As many people will remember, in some of the less important streets the footways were paved with what were called "petrified kidneys"—stones about as big as a good-sized potato, very durable but extremely unpleasant to walk upon. Little or nothing was done to improve the slummy and dirty parts of the town, or to remove some of those foul courts and alleys which were not only disgraceful in appearance but were a menace to the health of the inhabitants.

In fact, for one reason or another, the authorities left undone the things they ought to have done, and possibly they did some things they ought not to have done, and if allowed to go on it is probable there would soon have been no health in us. It may, however, be admitted that Birmingham was no worse governed than many other large towns in the comparatively unprogressive days of which I speak, but a new race of more advanced and energetic men were dissatisfied with the sluggish, stagnant state of local government, and they felt that the hour had struck for the inauguration of some large and important improvements. Such was the state of affairs about the year 1868.

II.

ENTER MR. CHAMBERLAIN.

The present position of Birmingham and its improved appearance in these later years are largely attributed to the work and influence of Mr.

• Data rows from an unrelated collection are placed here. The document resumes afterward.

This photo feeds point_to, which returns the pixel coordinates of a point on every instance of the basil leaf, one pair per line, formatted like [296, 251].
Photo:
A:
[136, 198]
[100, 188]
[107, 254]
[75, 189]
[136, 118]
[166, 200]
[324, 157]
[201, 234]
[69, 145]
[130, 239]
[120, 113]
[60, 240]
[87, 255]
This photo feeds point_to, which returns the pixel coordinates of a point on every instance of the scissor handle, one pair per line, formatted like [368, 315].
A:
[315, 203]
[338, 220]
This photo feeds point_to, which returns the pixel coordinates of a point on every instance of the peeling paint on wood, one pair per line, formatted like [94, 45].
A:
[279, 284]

Chamberlain. To him, certainly, the credit is largely due. At the same time it is only fair to say that he was not the first man who had discovered that Birmingham, some thirty years ago, was, compared with what it should be, in many respects lagging behind. Other persons had been impressed with the idea that the town, in a municipal, sanitary, and social sense, was not advancing at a pace commensurate with its commercial and material progress.

To go just a little farther back for a moment, it must be recorded that Birmingham, in a political sense, made a great step forward when it elected Mr. Bright as one of its members of Parliament in the year 1857. This served to focus the eyes of the country on the midland capital, and from this date the town became a new centre of political activity. The great meetings addressed by Mr. Bright were not regarded as mere provincial gatherings, but they attracted the attention of the whole nation. The proceedings were no longer chronicled merely by the local press, but the London daily newspapers sent representatives to furnish special reports of our new member's speeches. Indeed, the interest and excitement at these political gatherings was often feverish in its intensity, and for many years Mr. Bright's visits to Birmingham were red-letter days in the history of the town.

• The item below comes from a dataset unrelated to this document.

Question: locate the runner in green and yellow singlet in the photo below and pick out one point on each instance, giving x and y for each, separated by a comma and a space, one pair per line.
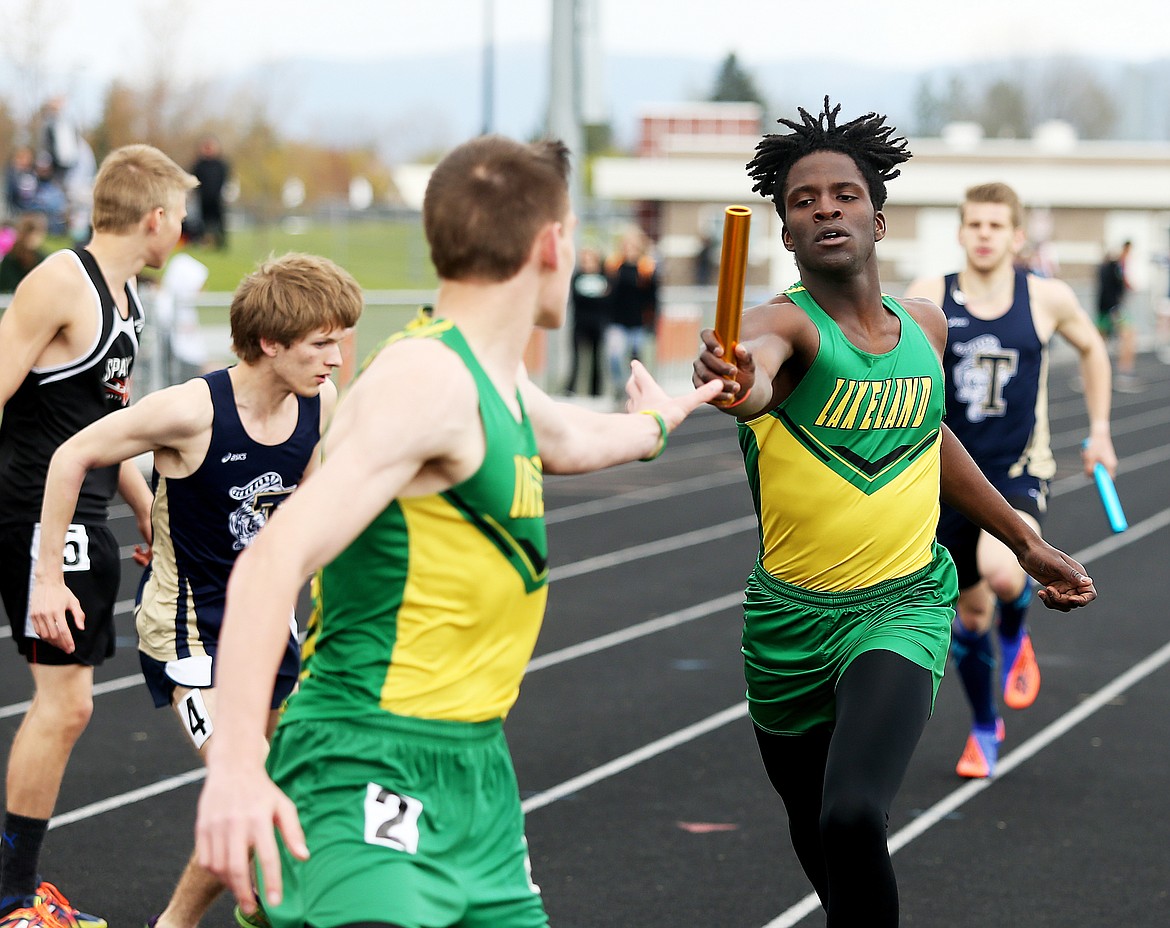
425, 530
838, 394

Mr. Bright, however, not being a resident in Birmingham, took no part in its local and municipal affairs, and the man was wanting who would come forward and energetically take town matters in hand. Mr. Joseph Chamberlain was the man, and the time was ripe for him. He was known to be smart, able, and energetic, and also to be imbued with decidedly progressive ideas. Further, he was justly credited with having a lofty conception of the real importance and dignity of municipal life and the value of municipal institutions.

In the year 1869 Mr. Chamberlain was elected a member of the Birmingham Town Council, and he began to make things spin and hum at a pace which literally soon reached a pretty high rate. His example, and possibly his persuasion, induced several of his friends and associates to become candidates for Town Council membership, and in a very short time he had a strong and influential following, made up of men of energy, substance, and good social position, who soon began to overpower and make things more lively perhaps than pleasant for the anti-progressives in the Corporation. In Israelitish story we are told that a new king arose who knew not Joseph, but in Birmingham a new municipal kingdom arose that knew Joseph and trusted him.